Continuing on, alcohol can also harm your lungs by inflicting some of the body’s reflexes. Getting drunk will hurt your gag reflex. The gag reflex’s function is to stop people from inhaling food, drinks, or spit into the lungs. Without the gag reflex, or if you are constantly hurting your gag reflex, it is likely you will inhale food, water, or other irritants into your lungs.
Alcohol is known to kill some of the good bacteria that can normally be found in your mouth and throat. Without this bacteria, you will have an increased risk of experiencing a bacterial infection. In addition to that, killing the normal and good bacteria in your mouth and throat allows for bad bacteria to grow there instead causing potential dangerous infections.
Commonality of Drinking with COPD
Drinking is very common among people with COPD and chronic health conditions in general. In fact one third of people reportedly drink regularly and just under 10 percent report drinking heavily.
Even though, studies have shown that being diagnosed with medical conditions and chronic illnesses often sway people from drinking, people with COPD more often do not quit drinking. People with COPD and other respiratory diseases are as likely to quit drinking despite their diagnosis. The reasoning behind this is unclear.
However it does bring up a good point. That people with COPD and similar chronic illness were heavy drinkers before being diagnosed, suggesting drinking could have a connection to the cause of their COPD.
Other Risks Associated with COPD
Of course, there are other causes and it is likely that COPD develops for several lifestyle reasons and habits. Some of the other causes of COPD besides smoking include, living in populated areas, breathing in harsh environmental irritants and it can even be genetic in some rarer cases.

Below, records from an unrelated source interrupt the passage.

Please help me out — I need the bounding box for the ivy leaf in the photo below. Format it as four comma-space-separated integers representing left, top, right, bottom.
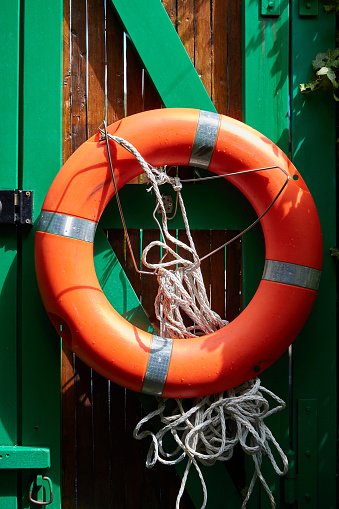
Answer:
299, 80, 320, 93
312, 52, 328, 69
317, 66, 338, 88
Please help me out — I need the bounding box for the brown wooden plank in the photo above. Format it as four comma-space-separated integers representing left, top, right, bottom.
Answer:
63, 0, 72, 164
211, 1, 228, 114
61, 343, 76, 509
210, 230, 226, 320
106, 1, 125, 124
109, 383, 127, 508
124, 391, 148, 508
87, 0, 106, 137
126, 36, 143, 116
92, 372, 111, 507
74, 360, 94, 508
191, 230, 210, 295
177, 0, 195, 65
126, 36, 143, 183
71, 0, 88, 151
227, 0, 242, 120
141, 229, 160, 332
162, 0, 177, 29
107, 228, 125, 267
125, 228, 141, 297
225, 231, 242, 321
195, 0, 212, 97
143, 72, 163, 112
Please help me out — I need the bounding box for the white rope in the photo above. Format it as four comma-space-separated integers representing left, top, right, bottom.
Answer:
100, 129, 227, 338
100, 130, 289, 508
134, 379, 288, 509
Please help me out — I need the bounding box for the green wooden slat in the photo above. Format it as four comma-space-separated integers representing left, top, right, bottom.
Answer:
0, 1, 20, 507
243, 0, 290, 154
111, 0, 216, 111
0, 447, 50, 470
19, 1, 63, 507
100, 181, 258, 230
290, 3, 336, 507
242, 3, 290, 507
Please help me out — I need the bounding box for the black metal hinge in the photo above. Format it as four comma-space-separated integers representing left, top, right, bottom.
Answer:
0, 190, 33, 225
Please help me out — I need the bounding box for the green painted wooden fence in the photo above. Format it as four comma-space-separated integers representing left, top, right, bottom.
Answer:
0, 0, 336, 507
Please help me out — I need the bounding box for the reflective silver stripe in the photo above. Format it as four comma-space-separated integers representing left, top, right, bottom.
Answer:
37, 210, 97, 243
262, 260, 321, 291
189, 110, 220, 169
141, 335, 173, 396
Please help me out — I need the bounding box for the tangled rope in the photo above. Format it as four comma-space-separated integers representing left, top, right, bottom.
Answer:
134, 379, 288, 509
99, 127, 289, 508
99, 127, 227, 338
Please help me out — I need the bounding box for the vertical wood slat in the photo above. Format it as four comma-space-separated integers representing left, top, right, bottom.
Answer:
71, 0, 88, 151
106, 3, 125, 124
20, 0, 63, 505
87, 6, 113, 506
226, 0, 242, 120
68, 1, 94, 507
225, 231, 242, 322
195, 0, 212, 97
87, 0, 106, 137
63, 0, 72, 163
0, 1, 19, 505
141, 229, 161, 332
62, 345, 76, 509
177, 0, 195, 65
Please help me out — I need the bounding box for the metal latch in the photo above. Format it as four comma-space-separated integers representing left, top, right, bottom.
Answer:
0, 190, 33, 225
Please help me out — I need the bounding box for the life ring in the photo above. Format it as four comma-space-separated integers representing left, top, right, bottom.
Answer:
35, 108, 322, 398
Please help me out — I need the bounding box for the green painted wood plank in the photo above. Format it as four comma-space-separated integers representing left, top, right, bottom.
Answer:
100, 181, 258, 230
110, 0, 216, 111
290, 4, 336, 508
0, 447, 50, 470
0, 1, 20, 507
242, 3, 290, 507
243, 0, 290, 154
19, 1, 63, 507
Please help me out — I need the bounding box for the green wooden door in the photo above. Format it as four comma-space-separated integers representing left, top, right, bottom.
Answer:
0, 1, 63, 507
0, 0, 336, 507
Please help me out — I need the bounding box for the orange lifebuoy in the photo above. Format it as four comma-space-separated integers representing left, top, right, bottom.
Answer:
35, 108, 322, 398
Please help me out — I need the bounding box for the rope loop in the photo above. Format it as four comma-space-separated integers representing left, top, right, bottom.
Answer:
134, 378, 288, 509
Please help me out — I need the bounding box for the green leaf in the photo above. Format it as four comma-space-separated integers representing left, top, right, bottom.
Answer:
312, 52, 328, 69
317, 67, 338, 87
299, 80, 320, 93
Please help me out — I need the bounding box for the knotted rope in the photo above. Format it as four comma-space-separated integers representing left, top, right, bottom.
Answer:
99, 126, 289, 508
134, 379, 288, 509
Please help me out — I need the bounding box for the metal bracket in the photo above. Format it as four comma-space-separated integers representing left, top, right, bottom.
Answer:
156, 194, 173, 215
299, 0, 318, 16
261, 0, 280, 17
0, 189, 33, 225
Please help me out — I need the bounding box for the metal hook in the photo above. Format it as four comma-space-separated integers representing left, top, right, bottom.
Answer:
29, 476, 53, 506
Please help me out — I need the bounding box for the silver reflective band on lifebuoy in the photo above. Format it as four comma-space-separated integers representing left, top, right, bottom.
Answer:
189, 110, 220, 169
37, 211, 97, 243
262, 260, 321, 291
141, 335, 173, 396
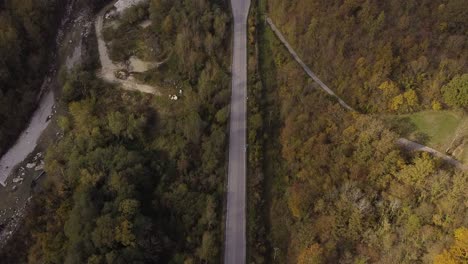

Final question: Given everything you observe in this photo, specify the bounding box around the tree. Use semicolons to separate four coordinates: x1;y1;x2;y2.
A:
197;231;217;262
434;227;468;264
287;183;312;219
107;111;126;138
442;74;468;108
92;215;116;249
297;243;324;264
115;219;136;247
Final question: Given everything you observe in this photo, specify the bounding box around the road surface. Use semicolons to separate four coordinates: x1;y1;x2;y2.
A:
225;0;250;263
397;138;467;171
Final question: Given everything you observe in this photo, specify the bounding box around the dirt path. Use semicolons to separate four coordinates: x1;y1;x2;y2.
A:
266;16;466;171
266;17;353;111
397;138;467;171
95;1;160;95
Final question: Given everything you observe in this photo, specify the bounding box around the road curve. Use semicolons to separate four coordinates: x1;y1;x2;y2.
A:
397;138;467;171
95;0;159;95
224;0;250;263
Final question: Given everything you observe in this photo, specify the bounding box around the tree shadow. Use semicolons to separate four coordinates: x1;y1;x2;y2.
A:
387;116;430;145
387;117;415;135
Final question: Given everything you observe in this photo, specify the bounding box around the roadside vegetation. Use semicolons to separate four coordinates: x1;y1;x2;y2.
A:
251;0;468;263
246;0;269;262
0;0;231;263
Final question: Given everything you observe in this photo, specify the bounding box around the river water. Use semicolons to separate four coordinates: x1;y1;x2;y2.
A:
0;0;79;186
0;90;54;186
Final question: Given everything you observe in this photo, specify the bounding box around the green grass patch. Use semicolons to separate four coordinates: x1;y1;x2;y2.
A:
386;110;467;158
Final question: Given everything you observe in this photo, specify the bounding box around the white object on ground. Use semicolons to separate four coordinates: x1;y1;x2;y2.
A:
139;19;152;28
26;163;36;169
12;177;23;184
114;0;147;14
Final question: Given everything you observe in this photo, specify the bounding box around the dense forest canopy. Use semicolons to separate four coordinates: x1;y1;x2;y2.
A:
267;0;467;113
0;0;231;263
248;0;468;263
0;0;466;263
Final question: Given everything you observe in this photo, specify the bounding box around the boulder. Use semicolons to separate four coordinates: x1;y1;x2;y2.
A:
12;177;23;183
35;164;45;171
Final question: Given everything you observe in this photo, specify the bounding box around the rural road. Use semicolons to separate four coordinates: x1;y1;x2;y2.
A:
266;17;354;111
224;0;250;263
397;138;467;171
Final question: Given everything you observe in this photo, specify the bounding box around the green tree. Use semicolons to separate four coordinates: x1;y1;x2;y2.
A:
197;231;217;262
442;74;468;108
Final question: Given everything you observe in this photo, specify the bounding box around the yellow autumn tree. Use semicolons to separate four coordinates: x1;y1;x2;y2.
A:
379;81;400;98
403;89;419;108
297;243;324;264
287;183;312;219
390;94;404;111
434;227;468;264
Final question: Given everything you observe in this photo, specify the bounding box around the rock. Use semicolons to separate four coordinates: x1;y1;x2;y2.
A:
26;163;36;169
114;0;147;14
35;164;44;171
115;70;129;80
11;186;17;192
12;177;23;183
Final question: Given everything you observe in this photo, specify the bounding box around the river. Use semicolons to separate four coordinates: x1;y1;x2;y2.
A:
0;0;79;186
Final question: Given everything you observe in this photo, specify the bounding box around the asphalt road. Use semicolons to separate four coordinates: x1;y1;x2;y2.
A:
224;0;250;263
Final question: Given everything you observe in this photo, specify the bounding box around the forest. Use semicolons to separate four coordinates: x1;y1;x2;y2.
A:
0;0;231;263
0;0;65;156
267;0;467;113
248;0;468;263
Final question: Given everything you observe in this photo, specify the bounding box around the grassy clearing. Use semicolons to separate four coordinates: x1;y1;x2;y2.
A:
386;110;467;162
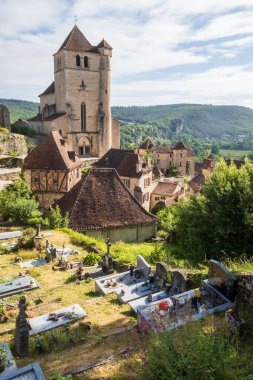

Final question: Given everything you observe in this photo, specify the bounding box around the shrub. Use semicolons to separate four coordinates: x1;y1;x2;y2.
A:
49;206;68;229
142;319;238;380
11;124;36;137
83;253;101;266
0;345;8;372
6;151;17;157
62;228;104;251
0;127;9;133
27;217;49;229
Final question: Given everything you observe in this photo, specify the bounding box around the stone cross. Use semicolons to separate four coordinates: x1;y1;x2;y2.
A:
15;296;30;357
106;238;111;255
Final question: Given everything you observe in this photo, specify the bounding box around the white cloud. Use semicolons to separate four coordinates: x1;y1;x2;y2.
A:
1;0;253;107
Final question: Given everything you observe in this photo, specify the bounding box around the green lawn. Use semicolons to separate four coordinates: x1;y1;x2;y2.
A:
220;149;252;160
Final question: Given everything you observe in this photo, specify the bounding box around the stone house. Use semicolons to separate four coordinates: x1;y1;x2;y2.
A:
93;148;161;210
150;181;182;209
57;168;158;243
23;131;82;209
139;139;196;177
187;172;206;195
28;25;120;159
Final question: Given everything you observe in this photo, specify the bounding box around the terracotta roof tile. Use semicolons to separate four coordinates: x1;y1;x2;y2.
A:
154;146;173;153
188;173;205;193
27;113;65;122
24;131;82;171
57;25;93;53
93;148;151;178
97;39;112;50
57;168;157;230
139;138;154;150
153;182;179;196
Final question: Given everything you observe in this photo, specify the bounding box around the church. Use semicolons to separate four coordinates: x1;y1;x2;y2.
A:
28;25;120;158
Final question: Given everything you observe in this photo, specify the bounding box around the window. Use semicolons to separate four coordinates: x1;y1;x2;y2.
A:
76;55;81;67
84;56;89;68
144;178;151;188
122;178;130;188
81;102;86;131
79;147;84;156
155;196;160;201
85;146;91;154
180;153;183;157
180;161;182;167
143;192;149;202
33;177;39;184
186;161;190;175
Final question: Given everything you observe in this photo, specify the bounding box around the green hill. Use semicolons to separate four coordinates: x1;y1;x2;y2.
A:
1;99;253;145
0;98;39;123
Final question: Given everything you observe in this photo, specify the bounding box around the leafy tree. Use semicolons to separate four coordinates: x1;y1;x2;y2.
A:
211;141;220;155
48;205;68;229
0;178;41;224
172;159;253;259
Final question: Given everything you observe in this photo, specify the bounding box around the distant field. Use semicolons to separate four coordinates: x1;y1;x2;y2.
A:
220;149;252;160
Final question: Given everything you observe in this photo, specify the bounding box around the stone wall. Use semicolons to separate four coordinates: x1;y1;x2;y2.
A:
0;132;28;156
236;274;253;305
0;105;11;131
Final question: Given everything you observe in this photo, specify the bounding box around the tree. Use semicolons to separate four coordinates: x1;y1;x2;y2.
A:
48;205;68;229
0;178;41;224
211;141;220;155
171;159;253;259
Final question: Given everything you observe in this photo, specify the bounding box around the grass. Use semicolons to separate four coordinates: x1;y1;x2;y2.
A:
220;149;252;160
0;229;252;379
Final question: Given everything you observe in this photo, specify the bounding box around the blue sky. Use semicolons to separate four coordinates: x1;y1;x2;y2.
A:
1;0;253;107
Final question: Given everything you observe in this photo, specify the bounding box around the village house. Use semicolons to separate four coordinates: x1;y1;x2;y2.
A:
57;168;157;243
138;139;196;177
23;131;82;209
93;148;161;211
27;25;120;159
150;180;182;209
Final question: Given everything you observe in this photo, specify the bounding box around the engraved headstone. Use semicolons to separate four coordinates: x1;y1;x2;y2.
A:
15;296;29;357
171;270;188;293
208;260;237;301
137;255;151;280
155;262;170;288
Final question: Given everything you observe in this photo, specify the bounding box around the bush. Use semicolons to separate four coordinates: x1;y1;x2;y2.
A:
11;124;36;137
62;228;104;251
0;127;9;133
83;253;101;266
142;319;238;380
49;206;68;229
27;217;49;229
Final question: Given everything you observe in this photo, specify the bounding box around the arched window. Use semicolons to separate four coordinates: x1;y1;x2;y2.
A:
81;102;86;131
84;56;89;68
76;55;81;67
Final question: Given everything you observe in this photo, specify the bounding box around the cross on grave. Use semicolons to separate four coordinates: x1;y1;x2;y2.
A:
102;238;114;274
15;296;30;357
106;238;111;255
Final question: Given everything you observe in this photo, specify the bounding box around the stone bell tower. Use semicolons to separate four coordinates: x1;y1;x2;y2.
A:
28;25;120;158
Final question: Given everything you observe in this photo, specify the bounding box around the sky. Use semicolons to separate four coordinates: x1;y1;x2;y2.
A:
1;0;253;107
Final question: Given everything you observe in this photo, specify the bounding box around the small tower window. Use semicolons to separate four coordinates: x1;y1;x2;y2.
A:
84;56;89;68
76;55;81;67
81;102;86;131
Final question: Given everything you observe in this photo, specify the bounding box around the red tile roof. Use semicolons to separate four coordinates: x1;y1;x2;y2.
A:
28;113;65;122
173;141;195;157
188;173;205;193
93;148;151;178
57;25;93;53
97;39;112;50
153;182;179;196
154;146;173;153
57;168;157;230
139;138;154;150
24;131;82;171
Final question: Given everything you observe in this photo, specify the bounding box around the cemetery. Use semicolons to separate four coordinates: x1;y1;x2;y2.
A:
0;228;251;379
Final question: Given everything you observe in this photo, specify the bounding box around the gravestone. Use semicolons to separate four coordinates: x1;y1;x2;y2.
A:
15;296;29;357
208;260;237;301
101;238;114;274
171;270;188;293
137;255;151;280
154;262;170;288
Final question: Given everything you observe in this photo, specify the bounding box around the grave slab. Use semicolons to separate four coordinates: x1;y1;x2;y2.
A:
0;362;45;380
28;304;87;336
0;232;22;240
128;290;168;312
19;260;47;269
0;343;17;378
116;281;158;303
0;276;39;298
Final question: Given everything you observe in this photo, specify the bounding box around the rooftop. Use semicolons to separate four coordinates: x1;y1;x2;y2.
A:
153;181;179;196
57;168;157;230
24;131;82;171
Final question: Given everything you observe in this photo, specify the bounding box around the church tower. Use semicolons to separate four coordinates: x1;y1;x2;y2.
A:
28;25;120;158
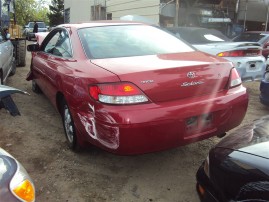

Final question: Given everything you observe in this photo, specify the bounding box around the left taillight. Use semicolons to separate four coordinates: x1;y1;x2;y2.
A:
229;68;242;88
89;82;149;104
217;49;262;57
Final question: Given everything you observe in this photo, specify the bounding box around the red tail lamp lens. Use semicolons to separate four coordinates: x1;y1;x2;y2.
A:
89;82;149;104
229;68;242;88
218;49;261;57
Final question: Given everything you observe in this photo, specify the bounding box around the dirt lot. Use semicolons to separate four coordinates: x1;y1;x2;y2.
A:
1;47;269;202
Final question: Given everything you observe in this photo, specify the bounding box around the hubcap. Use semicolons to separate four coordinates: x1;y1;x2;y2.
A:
64;105;74;143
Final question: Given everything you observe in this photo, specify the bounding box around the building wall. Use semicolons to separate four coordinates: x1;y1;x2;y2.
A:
64;0;92;23
106;0;160;24
237;0;269;22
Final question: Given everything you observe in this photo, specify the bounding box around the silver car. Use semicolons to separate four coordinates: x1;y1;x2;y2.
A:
0;28;16;84
167;27;266;82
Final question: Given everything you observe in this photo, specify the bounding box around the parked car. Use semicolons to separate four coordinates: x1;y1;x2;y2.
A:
23;21;48;41
26;22;248;155
0;27;16;84
196;115;269;202
233;31;269;59
260;61;269;106
0;85;35;202
167;27;266;82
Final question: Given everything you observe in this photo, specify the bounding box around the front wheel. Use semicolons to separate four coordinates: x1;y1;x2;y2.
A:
61;99;79;151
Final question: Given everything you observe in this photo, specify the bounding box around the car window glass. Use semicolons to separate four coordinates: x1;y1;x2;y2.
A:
232;33;266;43
204;34;225;42
78;25;194;59
44;30;72;58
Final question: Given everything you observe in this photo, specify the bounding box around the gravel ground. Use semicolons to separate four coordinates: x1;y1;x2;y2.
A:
0;47;268;202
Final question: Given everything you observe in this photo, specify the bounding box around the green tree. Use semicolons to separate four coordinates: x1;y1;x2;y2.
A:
47;0;64;26
14;0;49;26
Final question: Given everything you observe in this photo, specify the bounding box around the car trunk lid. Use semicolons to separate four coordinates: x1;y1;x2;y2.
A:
91;52;232;102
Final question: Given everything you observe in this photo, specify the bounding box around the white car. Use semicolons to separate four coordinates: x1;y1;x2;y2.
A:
167;27;266;82
0;28;16;84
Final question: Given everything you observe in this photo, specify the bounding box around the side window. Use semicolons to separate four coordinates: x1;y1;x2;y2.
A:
44;29;72;58
0;29;5;43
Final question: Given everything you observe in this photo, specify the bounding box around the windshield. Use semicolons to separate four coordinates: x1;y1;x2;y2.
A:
232;33;268;44
78;25;194;59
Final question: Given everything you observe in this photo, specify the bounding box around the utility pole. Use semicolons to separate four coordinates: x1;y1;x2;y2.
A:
243;0;248;31
175;0;179;27
265;1;269;31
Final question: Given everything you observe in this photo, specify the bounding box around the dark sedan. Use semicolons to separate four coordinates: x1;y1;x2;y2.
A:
196;115;269;202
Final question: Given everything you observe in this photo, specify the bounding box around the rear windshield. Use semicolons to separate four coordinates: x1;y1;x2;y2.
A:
78;25;194;59
232;33;267;43
29;22;46;28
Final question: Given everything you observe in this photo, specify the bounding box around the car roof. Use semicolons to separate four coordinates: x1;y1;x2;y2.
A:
58;21;145;29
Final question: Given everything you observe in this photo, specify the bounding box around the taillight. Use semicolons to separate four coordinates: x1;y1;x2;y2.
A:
89;82;149;104
217;49;261;57
229;68;242;88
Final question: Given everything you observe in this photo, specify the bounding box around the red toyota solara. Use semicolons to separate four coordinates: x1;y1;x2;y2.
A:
26;21;248;155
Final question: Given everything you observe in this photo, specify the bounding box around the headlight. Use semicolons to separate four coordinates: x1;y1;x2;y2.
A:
264;71;269;82
204;155;210;178
10;162;35;202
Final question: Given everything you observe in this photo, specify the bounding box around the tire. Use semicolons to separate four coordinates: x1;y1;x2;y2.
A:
16;40;26;67
32;80;42;94
61;99;79;151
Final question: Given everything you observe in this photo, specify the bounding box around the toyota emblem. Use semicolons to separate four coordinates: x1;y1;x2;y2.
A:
187;72;196;78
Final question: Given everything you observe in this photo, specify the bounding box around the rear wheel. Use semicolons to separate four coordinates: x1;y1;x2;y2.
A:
61;99;79;151
16;40;26;67
32;80;42;94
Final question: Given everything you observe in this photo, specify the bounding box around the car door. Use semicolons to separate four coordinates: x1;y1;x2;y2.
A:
0;29;13;83
32;28;74;105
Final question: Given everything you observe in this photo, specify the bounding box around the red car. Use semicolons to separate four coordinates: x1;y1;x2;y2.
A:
27;21;248;155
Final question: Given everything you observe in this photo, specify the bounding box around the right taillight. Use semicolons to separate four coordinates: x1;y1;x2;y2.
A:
229;68;242;88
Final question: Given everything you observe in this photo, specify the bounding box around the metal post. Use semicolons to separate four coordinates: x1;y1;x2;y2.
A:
175;0;179;27
265;2;269;31
243;0;248;31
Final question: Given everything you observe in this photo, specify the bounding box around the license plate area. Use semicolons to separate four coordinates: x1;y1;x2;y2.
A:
247;61;262;72
185;113;213;133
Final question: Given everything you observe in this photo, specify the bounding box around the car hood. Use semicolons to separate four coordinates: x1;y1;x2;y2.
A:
0;148;17;187
193;42;262;55
216;115;269;159
91;51;233;102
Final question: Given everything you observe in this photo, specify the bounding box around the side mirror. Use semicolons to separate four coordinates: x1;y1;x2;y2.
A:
27;44;40;52
6;33;11;40
264;43;269;49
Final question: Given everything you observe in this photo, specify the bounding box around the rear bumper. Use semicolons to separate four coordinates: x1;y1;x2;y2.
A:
226;56;265;82
73;86;248;155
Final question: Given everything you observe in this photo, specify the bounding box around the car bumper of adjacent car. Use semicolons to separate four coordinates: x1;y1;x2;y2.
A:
71;85;248;155
226;56;266;82
196;163;220;202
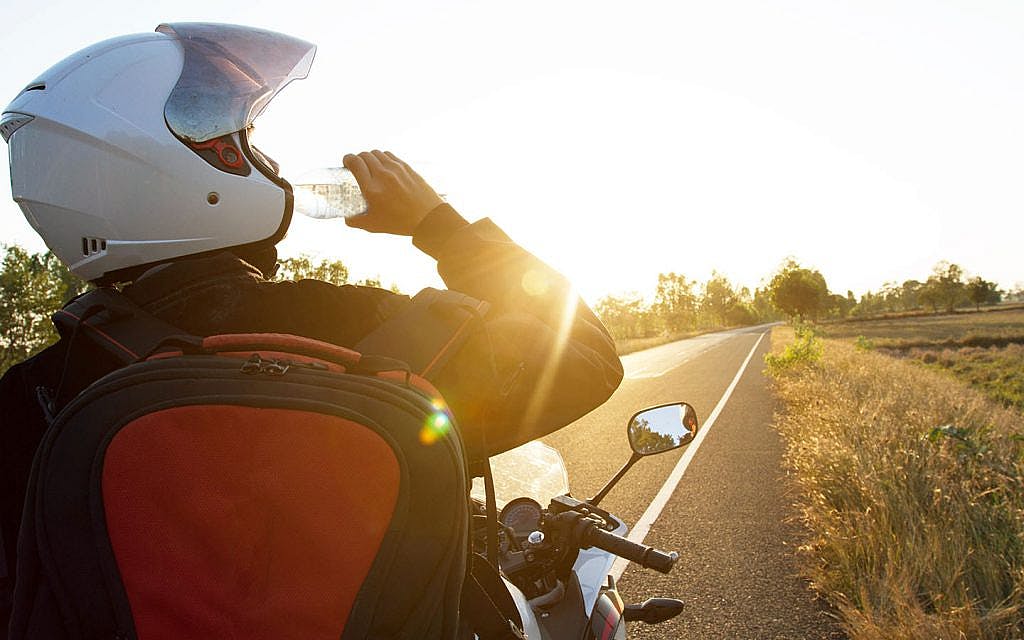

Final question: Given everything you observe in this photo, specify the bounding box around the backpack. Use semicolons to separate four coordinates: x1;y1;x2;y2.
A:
8;288;473;640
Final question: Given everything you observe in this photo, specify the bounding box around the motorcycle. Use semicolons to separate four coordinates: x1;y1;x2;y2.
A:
470;402;699;639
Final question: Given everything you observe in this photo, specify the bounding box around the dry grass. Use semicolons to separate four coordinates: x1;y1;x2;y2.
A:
822;308;1024;350
822;310;1024;412
768;327;1024;639
908;344;1024;410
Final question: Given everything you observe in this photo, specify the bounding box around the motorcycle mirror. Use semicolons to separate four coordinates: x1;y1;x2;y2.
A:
591;402;701;506
627;402;699;456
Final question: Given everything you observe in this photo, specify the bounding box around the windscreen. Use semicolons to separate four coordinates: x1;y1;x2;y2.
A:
471;441;570;509
158;22;316;142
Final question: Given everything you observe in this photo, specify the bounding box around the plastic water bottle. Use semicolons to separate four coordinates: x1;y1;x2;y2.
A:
291;167;368;219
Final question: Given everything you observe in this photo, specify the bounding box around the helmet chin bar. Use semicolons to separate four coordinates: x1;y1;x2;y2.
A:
239;126;292;213
235;125;294;250
249;143;281;176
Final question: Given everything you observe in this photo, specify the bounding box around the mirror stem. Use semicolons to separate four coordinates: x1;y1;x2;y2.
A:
589;452;642;507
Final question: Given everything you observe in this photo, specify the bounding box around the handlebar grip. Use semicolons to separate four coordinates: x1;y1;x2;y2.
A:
582;527;679;574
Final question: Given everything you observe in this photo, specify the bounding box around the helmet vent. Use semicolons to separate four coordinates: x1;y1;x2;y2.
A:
82;237;108;256
0;113;34;143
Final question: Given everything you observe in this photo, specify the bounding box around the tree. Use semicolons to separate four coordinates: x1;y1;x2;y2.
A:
356;276;383;288
826;293;855;318
966;276;1001;311
0;246;88;374
275;255;349;286
1008;283;1024;303
899;280;922;311
654;272;697;333
275;256;400;291
918;280;941;313
724;303;758;326
767;259;829;321
925;261;966;313
627;417;678;453
595;293;657;340
701;271;738;326
752;287;781;322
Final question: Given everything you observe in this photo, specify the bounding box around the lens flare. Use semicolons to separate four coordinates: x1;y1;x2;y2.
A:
419;411;451;445
520;284;580;430
521;269;550;297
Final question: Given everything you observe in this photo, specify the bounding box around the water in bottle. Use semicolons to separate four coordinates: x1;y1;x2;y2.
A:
291;167;368;219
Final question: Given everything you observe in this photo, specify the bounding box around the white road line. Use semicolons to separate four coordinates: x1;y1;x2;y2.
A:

That being said, about 90 percent of COPD patients can conclude their COPD is caused by smoking.
The smaller population of COPD patient who have never smoke can contribute their disease to:
- Exposure to secondhand smoke
- Exposure to pollution and other environmental toxins like wildfire smoke
- Breathing in burning chemicals or fuel
- Disorders including alpha-1 antitrypsin deficiency
While there is no direct relationship indicating that drinking alcohol is the cause of COPD, there is evidence that drink does impact the respiratory system in certain negative ways.
We hope this blog sheds light on what drinking can do to the lungs, and how alcohol can impact a person with respiratory disease.